- Education: Columbia University (BA)
- Occupations: Author and Journalist
- Organization: The Washington Post
- Awards: National Jewish Book Award (1995) Pulitzer Prize for International Reporting (1989)

= Glenn Frankel =

American author and academic

Glenn Frankel is an American author and academic, journalist and winner of the 1989 Pulitzer Prize for International Reporting. He spent 27 years with The Washington Post, where he was bureau chief in Richmond (Va.), Southern Africa, Jerusalem and London, and editor of The Washington Post Magazine. He served as a visiting journalism professor at Stanford University and as Director of the School of Journalism at the University of Texas at Austin. Author of five books, his latest works explore the making of an iconic American movie in the context of the historical era it reflects. In 2018 Frankel was named a Motion Picture Academy Film Scholar. He was named a 2021-2 research fellow of the Leon Levy Center for Biography at the City University of New York for a book about Beatles manager Brian Epstein.

==Background==
Frankel was born in the Bronx, on October 2, 1949, grew up in Rochester, New York, and graduated from Columbia University in 1971. He began his journalism career in 1973 as a staff writer for the Richmond Mercury in Richmond, Virginia. After the Mercury ceased publication in 1975, he joined the Bergen Record in Hackensack, New Jersey. In 1979, he joined the Metro staff of The Washington Post. After spending the 1982-83 academic year as a Professional Journalism Fellow at Stanford University he became the Post's Southern Africa bureau chief, based in Harare, Zimbabwe, where he covered famine, war, and the struggle against South Africa's apartheid regime. In 1986 he moved to Jerusalem, where he won the Pulitzer Prize for "sensitive and balanced coverage" of the first Palestinian uprising. From 1989 to 1992 he served as the Post's London bureau chief, covering the political demise of Margaret Thatcher, the aftermath of the fall of the Berlin Wall and the first Gulf War. He returned to The Washington Post newsroom in 1993 where he served as Deputy National News Editor and editor of the Post's Sunday magazine, after which he returned to London for a second term as bureau chief. After leaving the Post in 2006, he spent four years as the Lorry Lokey Visiting Professor in journalism at Stanford, serving as faculty advisor to the Stanford Daily and The Real News, Stanford's only African-American news publication. From 2010 to 2014 he served as G.B. Dealey Regents Professor in Journalism at UT Austin and director of the School of Journalism. Besides writing for The Washington Post, Frankel's work has appeared in Vanity Fair, The Wall Street Journal, Politico, Mother Jones, New Statesman, Moment, Zocalo Public Square, and several anthologies.

== Books ==
Frankel's first book, Beyond the Promised Land: Jews and Arabs on the Hard Road to a New Israel (Simon & Schuster, 1994), won the 1995 National Jewish Book Award in the Israel category.

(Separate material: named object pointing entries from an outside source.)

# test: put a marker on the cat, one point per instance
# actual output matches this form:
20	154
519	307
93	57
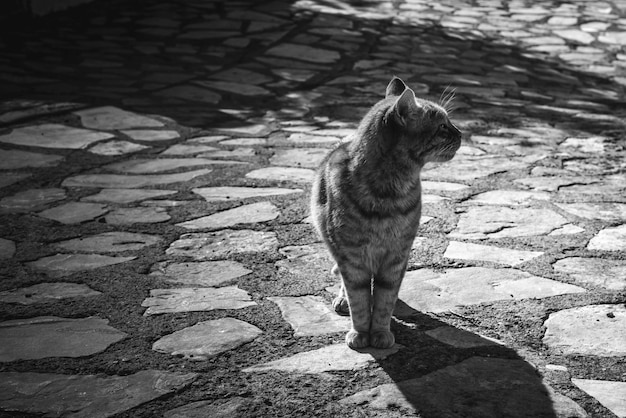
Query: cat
366	205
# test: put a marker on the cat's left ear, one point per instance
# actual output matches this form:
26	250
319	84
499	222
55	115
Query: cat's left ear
405	106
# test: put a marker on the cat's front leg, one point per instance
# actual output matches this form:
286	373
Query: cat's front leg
358	289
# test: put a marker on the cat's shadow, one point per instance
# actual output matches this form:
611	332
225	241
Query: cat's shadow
441	371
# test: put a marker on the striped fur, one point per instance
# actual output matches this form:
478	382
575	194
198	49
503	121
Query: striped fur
366	205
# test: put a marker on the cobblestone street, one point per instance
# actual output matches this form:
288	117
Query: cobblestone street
157	258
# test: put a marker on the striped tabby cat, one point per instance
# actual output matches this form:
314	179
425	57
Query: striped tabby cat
366	205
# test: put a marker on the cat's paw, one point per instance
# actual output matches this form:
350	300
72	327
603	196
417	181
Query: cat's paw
382	339
356	339
340	305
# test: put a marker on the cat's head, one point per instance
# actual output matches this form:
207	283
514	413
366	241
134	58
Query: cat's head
419	127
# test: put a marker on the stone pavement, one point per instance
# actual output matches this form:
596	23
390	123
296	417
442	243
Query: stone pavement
155	249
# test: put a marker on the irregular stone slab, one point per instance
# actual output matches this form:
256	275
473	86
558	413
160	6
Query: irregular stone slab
74	212
507	256
220	194
12	159
431	291
109	117
595	330
52	135
503	222
299	157
116	148
207	339
609	239
477	387
305	53
460	338
610	394
297	175
151	135
46	292
64	264
200	274
310	315
130	182
85	396
143	215
7	249
610	274
50	336
141	166
335	357
252	213
110	242
196	299
30	200
126	195
221	244
602	211
508	197
228	409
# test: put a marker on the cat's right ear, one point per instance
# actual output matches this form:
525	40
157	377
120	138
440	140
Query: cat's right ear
395	87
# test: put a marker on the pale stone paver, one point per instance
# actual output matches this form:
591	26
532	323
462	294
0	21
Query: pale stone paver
45	292
196	299
251	213
595	330
49	336
82	396
207	339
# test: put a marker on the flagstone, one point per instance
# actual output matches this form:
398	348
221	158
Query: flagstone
479	387
305	53
226	193
607	273
151	135
207	339
221	244
12	159
502	222
74	212
335	357
594	330
196	299
50	135
310	315
7	249
193	93
508	197
85	396
130	181
251	213
609	393
50	336
609	239
109	242
109	117
31	200
296	175
143	215
479	252
299	157
600	211
199	274
123	196
60	265
116	148
46	292
428	290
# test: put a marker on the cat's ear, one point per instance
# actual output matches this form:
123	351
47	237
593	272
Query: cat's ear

His second, Rivonia's Children: Three Families and the Cost of Conscience in White South Africa (Farrar, Straus, and Giroux, 1999) was a finalist in 2000 for the Alan Paton Award, South Africa's highest literary prize for non-fiction. He was awarded an Alicia Patterson Journalism Fellowship for book research.

The Searchers: The Making of an American Legend (Bloomsbury, 2013) was a New York Times and Los Angeles Times bestseller and a finalist for the 2013 L.A Times Book Prize. It was named one of Library Journal's Top Ten Books of 2013 and won the Richard Wall Memorial Award for exemplary research from the Theatre Library Association.

High Noon: The Hollywood Blacklist and the Making of an American Classic (Bloomsbury, 2017) was an L.A Times bestseller. "Frankel reviews the now familiar history of the blacklist with grace and accuracy," wrote an L.A. Times Review. "His descriptions of witness testimony are particularly vivid...Fascinating."

Frankel was named a 2018 Motion Picture Academy Film Scholar and awarded a $25,000 grant to aid his research for a book project on New York in the 1960s and the making of the film Midnight Cowboy. The book, Shooting Midnight Cowboy: Art, Sex, Loneliness, Liberation and the Making of a Dark Classic, was published by Farrar, Straus and Giroux in 2021. The book inspired Nancy Buirski's 2022 film documentary, Desperate Souls, Dark City, and the Legend of Midnight Cowboy.